Après un samedi soir plutôt désespérant...un dimanche soir calme à un diner amical, pour voir que le couple c'est possible au prix de quelques... sacrifices.
Un lundi en cure de maison pour me rappeler que j'aime beaucoup trop sortir!
Mardi donc, Café Etienne Marcel, cocktail, croque monsieur et relucage, un peu de shopping puis séance de ciné:
L'effrontée (1985) de Claude Miller avec Charlotte Gainsbourg (merci Amaury pour ce bijou)
Après le fou rire déclenché par la chanson titre, Sara, perché ti amo ( faudra puiser dans les goûts musicaux de ma mère...) on tombe sur une fille légèrement désaxée, cette belle fille de seulement treize ans qui est sur le porche de la féminité, fragile de sa maladresse et manque d'expérience, objet de désir malgré elle.
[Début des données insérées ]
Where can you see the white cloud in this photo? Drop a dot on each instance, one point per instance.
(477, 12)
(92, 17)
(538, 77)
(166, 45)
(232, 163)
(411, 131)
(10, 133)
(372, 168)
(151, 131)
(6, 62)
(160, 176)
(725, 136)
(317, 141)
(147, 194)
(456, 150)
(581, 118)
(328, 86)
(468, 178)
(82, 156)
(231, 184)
Entièrement sous l'emprise d'une admiration aveugle envers ce qu'elle pourrait/voudrait être:Clara, cette pianiste, enfant prodige, belle, riche et éduquée. le moment qui m'a frappé le plus, c'est le moment où dans une crise, CHarlotte se rend compte de son pire ennemi, sa parole : "Mais pourquoi je n'arrive jamais à dire les choses comme je veux?"
Bonne question...aucune réponse... Il ne faut pas oublier la petite Lulu, voisine, malade de fragilité, malade d'amour amicale, en demande constante d'affection.
Ensuite on enlève le haut au Curio, ce fut bref!
Mercredi, matinée prolongée, après midi cosmo avec les filles, et sur les Champs Elysées (oh oui, quelle décadence) le temps d'un Sex and the city 2, je me suis dit la suite est possible. Les relations d'amour sont chiantes, on aime, on aime pas, on se hait puis on s'aime, on s'aimera jamais, on s'aimera malgré tout! Ce qui est beau dans ce film c'est que c'est une suite logique de la série, pour une fois on n'abandonne pas des héroïnes mignonnes dans leurs appartements mais on suit leur évolution après coup.
En ce qui concerne Patricia Field et ce qu'elle va nous faire porter cet été, c'est assez logique, le clochard upper east side est arrivé, un jean déchiré oui, mais bourré de paillettes, une robe imprimé oriental oui, mais ultra longue et ultra glamour, des pics punk oui, mais brodées de Swarowski. Et pour Carrie un diamant noir car elle n'est comme aucune autre, une phrase qui aimerait détrôner le : "je t'aime telle que tu es" de Marc Darcy envers Bridget Jones, mais non, loupé, surtout qu'avant Big, c'est Aidan qui le dit... suis-je le seul à penser que Carrie et Big, c'est une non situation?
Bref la seule conclusion de tout c'est ma phrase phare du film: Avez vous quelque chose à déclarer ( à l douane)? "Oui, je suis une épave."
Oh oui, après je suis allé montrer mon slip aux Buvez Madison, soirée sympa, malgré un intrus invasif. Mais bon, bien rentré avec un sourire à l'idée de Samantha qui sans ses hormones sous la chaleur orientale hurle en plein souk d'abou d'abi: "Oui, j'ai des capotes et je baise!"